La nuit, il doit se lever pour apporter le vase de chambre à Titus et aux enfants de la maison ; puis porter le seau jusque dans la rue glacée pour en verser le contenu encore fumant dans les caniveaux. Le matin, il se lève avant le soleil pour attiser les feux, afin que son maître n’ait pas froid en se levant. Mais il sera battu et grondé parce que la chambre est trop chaude ou trop froide, parce qu’il n’a pas ou trop frotté, parce que les légumes sont trop ou pas assez épluchés. Julius le sait bien, il ne vivra pas longtemps. Surtout, il ne vivra jamais libre. Ce qui est peut-être le pire. Alors, les Saturnales, il s’en moque bien ! Ce qu’il aimerait par dessus tout, c’est courir en compagnie des autres enfants, non pas pendant cinq jours, mais toute l’année. Tout en grattant, il maudit le nom de Titus et celui de Rome. Surtout il maudit la Nature de l’avoir laissé venir au monde. « Cette vie n’est pas la mienne. », soupire le jeune Julius. Son chagrin le rend distrait, aussi, quand le perroquet se met à battre des ailes dans un tourbillon coloré, Julius est surpris, il lâche sa prise.

Tous les esclaves se mettent la main sur la bouche en voyant le perroquet prendre la fille de l’air, car Titus risque d’entrer dans une de ces fureurs qui ne laissent personne indemne. Étonné lui-même par cette soudaine liberté, l’oiseau s’est posé bêtement sur la corniche de l’atrium. Craignant le fouet, Julius décide d’escalader la statue de Saturne pour accéder au toit, mais celle-ci vacille et se brise en tombant au sol.

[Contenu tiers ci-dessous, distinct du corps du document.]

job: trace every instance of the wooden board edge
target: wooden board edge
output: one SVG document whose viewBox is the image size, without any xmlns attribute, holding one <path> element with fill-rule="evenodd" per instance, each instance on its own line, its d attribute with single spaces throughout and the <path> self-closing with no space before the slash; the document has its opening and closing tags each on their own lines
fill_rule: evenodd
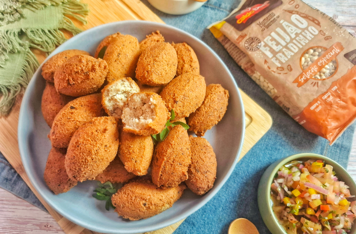
<svg viewBox="0 0 356 234">
<path fill-rule="evenodd" d="M 251 116 L 252 121 L 245 130 L 243 144 L 239 160 L 267 132 L 273 123 L 272 117 L 266 111 L 245 92 L 240 89 L 239 91 L 245 112 Z"/>
</svg>

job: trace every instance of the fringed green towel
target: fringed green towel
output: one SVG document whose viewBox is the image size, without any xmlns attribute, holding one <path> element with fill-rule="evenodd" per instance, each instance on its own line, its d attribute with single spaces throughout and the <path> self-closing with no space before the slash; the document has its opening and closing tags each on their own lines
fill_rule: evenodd
<svg viewBox="0 0 356 234">
<path fill-rule="evenodd" d="M 0 0 L 0 4 L 3 0 Z M 8 114 L 21 87 L 27 86 L 39 66 L 29 48 L 52 52 L 66 39 L 60 29 L 66 29 L 73 35 L 81 32 L 69 17 L 86 22 L 85 17 L 89 12 L 87 4 L 67 0 L 54 5 L 55 0 L 27 0 L 32 3 L 30 6 L 16 8 L 20 9 L 22 14 L 17 21 L 0 26 L 0 115 Z M 31 9 L 36 2 L 51 2 L 50 5 L 39 7 L 39 10 Z"/>
<path fill-rule="evenodd" d="M 22 7 L 34 11 L 68 0 L 0 0 L 0 25 L 19 20 L 23 15 Z"/>
</svg>

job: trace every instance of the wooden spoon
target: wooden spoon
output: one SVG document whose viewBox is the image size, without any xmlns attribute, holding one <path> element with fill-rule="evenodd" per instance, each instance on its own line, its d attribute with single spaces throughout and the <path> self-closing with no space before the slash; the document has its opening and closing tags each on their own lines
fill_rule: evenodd
<svg viewBox="0 0 356 234">
<path fill-rule="evenodd" d="M 238 218 L 231 222 L 228 234 L 259 234 L 253 223 L 246 218 Z"/>
</svg>

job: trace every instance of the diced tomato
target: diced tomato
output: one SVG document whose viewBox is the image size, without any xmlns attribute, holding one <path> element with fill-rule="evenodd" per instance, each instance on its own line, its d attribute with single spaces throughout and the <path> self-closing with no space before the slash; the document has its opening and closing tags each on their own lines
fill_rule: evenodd
<svg viewBox="0 0 356 234">
<path fill-rule="evenodd" d="M 300 194 L 300 195 L 299 195 L 299 196 L 300 196 L 301 197 L 304 197 L 304 195 L 306 193 L 307 193 L 307 191 L 306 191 L 305 190 L 304 190 L 304 191 L 303 191 L 303 192 L 301 192 L 301 194 Z"/>
<path fill-rule="evenodd" d="M 298 185 L 299 185 L 299 181 L 293 181 L 293 184 L 292 185 L 292 187 L 296 189 L 298 187 Z"/>
<path fill-rule="evenodd" d="M 312 184 L 315 184 L 317 186 L 319 186 L 320 187 L 322 187 L 322 184 L 321 182 L 320 182 L 319 180 L 318 180 L 316 178 L 313 176 L 311 175 L 308 175 L 307 176 L 307 179 L 310 181 L 310 182 Z"/>
<path fill-rule="evenodd" d="M 320 209 L 322 211 L 330 211 L 330 207 L 329 205 L 320 205 Z"/>
</svg>

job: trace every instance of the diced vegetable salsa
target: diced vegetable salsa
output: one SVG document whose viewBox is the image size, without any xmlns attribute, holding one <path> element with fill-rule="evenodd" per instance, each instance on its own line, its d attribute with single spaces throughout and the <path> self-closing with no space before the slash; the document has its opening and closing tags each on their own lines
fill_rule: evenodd
<svg viewBox="0 0 356 234">
<path fill-rule="evenodd" d="M 333 167 L 320 160 L 282 166 L 271 186 L 273 209 L 288 234 L 346 234 L 356 201 Z"/>
</svg>

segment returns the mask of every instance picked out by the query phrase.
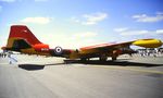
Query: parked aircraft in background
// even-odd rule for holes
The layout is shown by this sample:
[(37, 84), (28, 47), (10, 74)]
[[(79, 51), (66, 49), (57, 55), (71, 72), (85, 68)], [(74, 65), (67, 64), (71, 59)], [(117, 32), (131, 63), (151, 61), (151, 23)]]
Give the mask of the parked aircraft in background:
[(39, 41), (27, 26), (13, 25), (10, 29), (8, 44), (5, 47), (2, 47), (2, 49), (4, 51), (18, 51), (27, 54), (62, 57), (71, 60), (89, 60), (90, 58), (99, 58), (101, 61), (106, 61), (108, 57), (111, 57), (112, 60), (116, 60), (121, 54), (130, 54), (135, 52), (130, 49), (131, 45), (145, 48), (158, 48), (162, 46), (162, 41), (159, 39), (138, 39), (120, 44), (88, 46), (76, 50), (62, 49), (61, 47), (50, 49), (49, 45)]

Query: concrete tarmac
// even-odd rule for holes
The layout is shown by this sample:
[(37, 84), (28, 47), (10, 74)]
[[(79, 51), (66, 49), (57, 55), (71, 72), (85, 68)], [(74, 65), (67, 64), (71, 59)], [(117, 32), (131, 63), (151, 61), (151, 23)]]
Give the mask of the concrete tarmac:
[(163, 57), (76, 62), (37, 56), (0, 58), (0, 98), (163, 98)]

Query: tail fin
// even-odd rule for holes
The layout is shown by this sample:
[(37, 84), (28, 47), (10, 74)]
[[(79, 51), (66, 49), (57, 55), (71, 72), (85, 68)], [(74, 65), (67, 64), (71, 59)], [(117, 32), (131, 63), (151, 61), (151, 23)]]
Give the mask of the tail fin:
[(10, 29), (9, 38), (23, 38), (30, 45), (41, 44), (35, 35), (24, 25), (13, 25)]
[(5, 49), (16, 50), (30, 48), (34, 45), (42, 44), (25, 25), (13, 25), (10, 29), (10, 35), (8, 38), (8, 44)]

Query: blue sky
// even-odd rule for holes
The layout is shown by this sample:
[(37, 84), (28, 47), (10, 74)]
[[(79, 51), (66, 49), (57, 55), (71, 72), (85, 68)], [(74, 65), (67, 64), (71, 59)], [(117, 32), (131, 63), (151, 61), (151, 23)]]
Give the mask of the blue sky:
[(79, 48), (141, 38), (163, 40), (162, 0), (0, 0), (0, 46), (27, 25), (51, 47)]

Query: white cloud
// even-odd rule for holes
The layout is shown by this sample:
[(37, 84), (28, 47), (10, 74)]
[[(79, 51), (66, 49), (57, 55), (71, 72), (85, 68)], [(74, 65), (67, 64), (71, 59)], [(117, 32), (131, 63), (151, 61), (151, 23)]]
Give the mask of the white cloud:
[(149, 30), (126, 30), (126, 32), (122, 32), (121, 35), (122, 36), (131, 36), (131, 35), (145, 35), (148, 33), (149, 33)]
[(127, 27), (121, 27), (121, 28), (114, 28), (113, 30), (114, 32), (125, 32), (127, 29), (128, 29)]
[(148, 16), (147, 14), (137, 14), (134, 15), (133, 19), (135, 19), (137, 22), (143, 23), (160, 22), (163, 21), (163, 13), (159, 12), (155, 14), (155, 16)]
[(156, 29), (156, 34), (163, 34), (163, 29)]
[(0, 1), (3, 1), (3, 2), (15, 2), (16, 0), (0, 0)]
[(48, 24), (50, 23), (51, 19), (50, 17), (26, 17), (23, 19), (21, 22), (22, 23), (33, 23), (33, 24)]
[(72, 20), (82, 25), (95, 25), (108, 17), (106, 13), (84, 14), (80, 19), (72, 17)]
[(93, 32), (86, 32), (86, 33), (76, 33), (74, 34), (75, 38), (86, 38), (86, 37), (95, 37), (97, 36), (97, 33)]
[(163, 34), (163, 29), (155, 29), (155, 30), (146, 30), (146, 29), (140, 29), (140, 30), (133, 30), (127, 27), (122, 27), (122, 28), (115, 28), (113, 29), (116, 33), (120, 33), (122, 36), (137, 36), (137, 35), (156, 35), (156, 34)]
[(49, 0), (35, 0), (36, 2), (43, 2), (43, 1), (49, 1)]

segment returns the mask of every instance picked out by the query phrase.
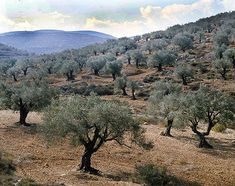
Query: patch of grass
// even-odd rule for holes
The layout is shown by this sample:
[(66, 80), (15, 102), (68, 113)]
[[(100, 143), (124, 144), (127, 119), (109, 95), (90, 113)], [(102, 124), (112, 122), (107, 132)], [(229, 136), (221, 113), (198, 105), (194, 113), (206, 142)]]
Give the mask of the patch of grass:
[(153, 164), (137, 166), (133, 181), (146, 186), (199, 186), (198, 183), (171, 176), (165, 167), (157, 167)]
[(227, 126), (226, 126), (226, 125), (219, 124), (219, 123), (217, 123), (217, 124), (212, 128), (212, 130), (213, 130), (214, 132), (224, 132), (226, 129), (227, 129)]

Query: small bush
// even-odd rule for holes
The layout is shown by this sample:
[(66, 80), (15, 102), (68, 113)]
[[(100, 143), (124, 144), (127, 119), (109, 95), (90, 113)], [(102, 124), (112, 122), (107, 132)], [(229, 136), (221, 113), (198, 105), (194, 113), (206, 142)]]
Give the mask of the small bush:
[(226, 125), (217, 123), (217, 124), (212, 128), (212, 130), (213, 130), (214, 132), (224, 132), (224, 131), (226, 130), (226, 128), (227, 128)]
[(0, 175), (13, 174), (15, 171), (15, 166), (13, 165), (11, 160), (6, 159), (5, 157), (0, 155)]
[(144, 83), (153, 83), (153, 82), (155, 82), (155, 81), (157, 81), (157, 80), (160, 80), (161, 78), (158, 76), (158, 75), (147, 75), (145, 78), (144, 78), (144, 80), (143, 80), (143, 82)]
[(136, 167), (133, 181), (146, 186), (199, 186), (197, 182), (190, 182), (167, 174), (165, 167), (147, 164)]
[(170, 181), (166, 168), (156, 167), (153, 164), (137, 166), (137, 181), (147, 186), (167, 185)]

« Quel est ce bruit ? » tonne Titus depuis sa chambre. Julius se cache sous une table, mais tous les esclaves indiquent l’endroit où se dissimule le fuyard. Sans un mot mais plein de rage contenue, Titus tire l’enfant par la manche. Il le traîne à travers une partie de la ville tout en le rouant de coups. Mais personne n’intervient, car rien n’est plus banal qu’un maître battant son esclave.


Le marché grouille de monde. Le commerce est bon, les marchands sont bavards et rieurs. Les auvents des boutiques sont décorés de lierre et les comptoirs de bougies. La fête flotte dans l’air avec un parfum de bonheur.
Sauf sur une place, un peu à l’écart. Dans ce lieu règne une odeur de sueur et de tristesse ; des familles entières, amaigries, malades, fouettées, sont entassées dans des cages.